Andrew Lapping put it bluntly: “A leopard does not often change its spots.” It is a useful reminder that a better narrative does not erase a sector’s operating history.
Korea is the center of gravity for this trade
The concentration risk is especially clear in South Korea, where Samsung and SK Hynix have driven the Kospi to strong gains across 2025 and 2026. When two stocks make up more than half of an index, the index can look healthier than the underlying economy.
That is why some strategists are urging investors to take profits instead of assuming the rally can run forever. Standard Chartered global chief investment officer Steve Brice said peak optimism around Korean equities may not be far off, and he told CNBC he was advising clients to rotate into globally diversified portfolios.

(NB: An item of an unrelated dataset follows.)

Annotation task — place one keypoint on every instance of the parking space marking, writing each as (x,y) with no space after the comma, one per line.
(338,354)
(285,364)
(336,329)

There is still a bullish case, of course. Nomura sees SK Hynix reaching 4 million won and Samsung Electronics climbing to 590,000 won over the next 12 months, which would imply about 20% upside for Samsung and a doubling for SK Hynix from current levels. Those targets show how much optimism is still embedded in the trade.
What investors should watch next
The key question is whether the current shortage is a true structural shift or just a strong phase in a familiar cycle. The answer will depend on two things: how fast AI labs improve memory efficiency, and how quickly chipmakers add supply.
If efficiency gains like TurboQuant spread widely while production continues to rise, memory stocks could lose some of the pricing power that investors are paying for today. If demand keeps outrunning supply, the rally can continue, but the margin for error is getting thinner.
For now, the smartest move is to treat memory stocks like cyclical stocks, because that is what they have been for years. The next big test is whether earnings can keep up with the share prices, or whether the market has already priced in too much perfection.